Sandra Zuniga Guzman, '13

Human rights advocate finds role with Street Law

January 19, 2010

Through Street Law, first-year student Sandra Zuniga Guzman is building on lessons from law experts by teaching others about the law and human rights.

“The goal [of Street Law] is to spread awareness of law and people’s rights,” says Zuniga Guzman, an undergraduate who works closely with the University of Richmond law students who run the program. Members visit sites such as the YMCA a few times a week, teaching classes on legal topics to middle- and high-school students.

To help train the instructors — both law and undergraduate students — Street Law organizes weekly lessons with law professors on topics such as environmental law and sports law. For undergraduates considering law school or careers in public policy, these workshops are an early opportunity to learn from law professors and to collaborate with law students.

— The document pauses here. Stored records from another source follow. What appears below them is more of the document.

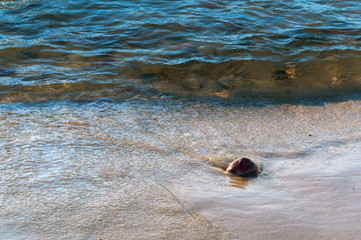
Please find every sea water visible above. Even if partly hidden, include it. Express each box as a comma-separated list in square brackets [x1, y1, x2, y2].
[0, 0, 361, 239]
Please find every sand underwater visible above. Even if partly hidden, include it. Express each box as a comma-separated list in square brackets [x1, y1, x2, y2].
[0, 96, 361, 239]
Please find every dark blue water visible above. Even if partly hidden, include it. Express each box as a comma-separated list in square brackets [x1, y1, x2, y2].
[0, 0, 361, 240]
[0, 0, 361, 103]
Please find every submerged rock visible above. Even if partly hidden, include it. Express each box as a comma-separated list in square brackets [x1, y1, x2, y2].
[226, 157, 258, 177]
[0, 67, 16, 77]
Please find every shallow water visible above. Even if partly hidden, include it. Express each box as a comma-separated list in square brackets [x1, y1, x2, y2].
[0, 96, 361, 239]
[0, 0, 361, 239]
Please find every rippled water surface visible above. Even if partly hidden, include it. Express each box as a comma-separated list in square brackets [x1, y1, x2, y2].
[0, 0, 361, 239]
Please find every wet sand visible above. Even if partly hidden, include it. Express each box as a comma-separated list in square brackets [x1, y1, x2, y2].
[0, 96, 361, 239]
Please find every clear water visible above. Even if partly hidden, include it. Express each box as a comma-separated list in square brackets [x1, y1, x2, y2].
[0, 0, 361, 239]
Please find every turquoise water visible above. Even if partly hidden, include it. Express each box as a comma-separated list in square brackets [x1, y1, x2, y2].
[0, 0, 361, 239]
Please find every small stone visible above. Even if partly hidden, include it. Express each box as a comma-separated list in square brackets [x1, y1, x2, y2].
[0, 67, 16, 77]
[226, 157, 258, 177]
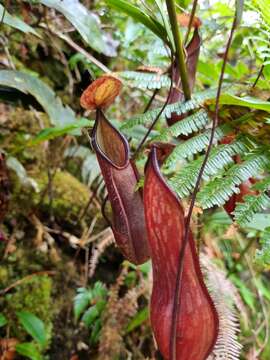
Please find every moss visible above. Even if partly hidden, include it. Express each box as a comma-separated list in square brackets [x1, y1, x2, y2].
[36, 171, 103, 226]
[11, 170, 104, 231]
[4, 275, 55, 341]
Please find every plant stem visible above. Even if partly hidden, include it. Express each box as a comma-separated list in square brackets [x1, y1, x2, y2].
[166, 0, 191, 100]
[170, 14, 237, 360]
[184, 0, 198, 45]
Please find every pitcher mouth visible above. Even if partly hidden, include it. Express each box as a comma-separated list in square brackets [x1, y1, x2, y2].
[91, 110, 130, 170]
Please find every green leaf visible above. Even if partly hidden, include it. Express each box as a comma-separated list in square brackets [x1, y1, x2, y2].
[40, 0, 112, 56]
[198, 151, 270, 209]
[126, 307, 149, 333]
[16, 311, 47, 348]
[0, 70, 77, 126]
[116, 71, 171, 90]
[0, 313, 7, 327]
[7, 156, 39, 192]
[90, 319, 101, 344]
[27, 118, 94, 146]
[166, 125, 231, 165]
[82, 305, 99, 327]
[16, 343, 42, 360]
[152, 109, 211, 142]
[220, 94, 270, 112]
[0, 4, 40, 37]
[233, 193, 270, 226]
[255, 227, 270, 266]
[105, 0, 168, 43]
[121, 89, 226, 130]
[74, 288, 93, 321]
[235, 0, 245, 26]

For Zuniga Guzman, a human rights advocate, the choice to join the group was easy. She quickly became the organization’s undergraduate recruitment officer, a role that allows her to integrate her academic interests with civic-engagement, career-development and social opportunities.

In addition to Street Law, Zuniga Guzman is a member of the pre-law society, the debate team and Cercle Francais. One of 13 Oldham Scholars in her class, she received a full tuition and room and board scholarship to Richmond.

“Getting that scholarship was the difference between going to school and maybe not” attending college at the time, says Zuniga Guzman, who grew up in Lima, Peru, before moving to northern Virginia with her mother when she was nine.

When she travelled back to Lima for the first time in 2006, the contrasts between Peru and the United States had an impact on her. In Peru, “You’re exposed to poverty regardless — it’s reality,” she says. Those differences helped to crystallize her passion for human rights.

Eventually, Zuniga Guzman wants to work for a non-governmental organization in Andean South America. To help her reach that goal, she’s majoring in political science and developing a second, interdisciplinary major that combines psychology, French and philosophy.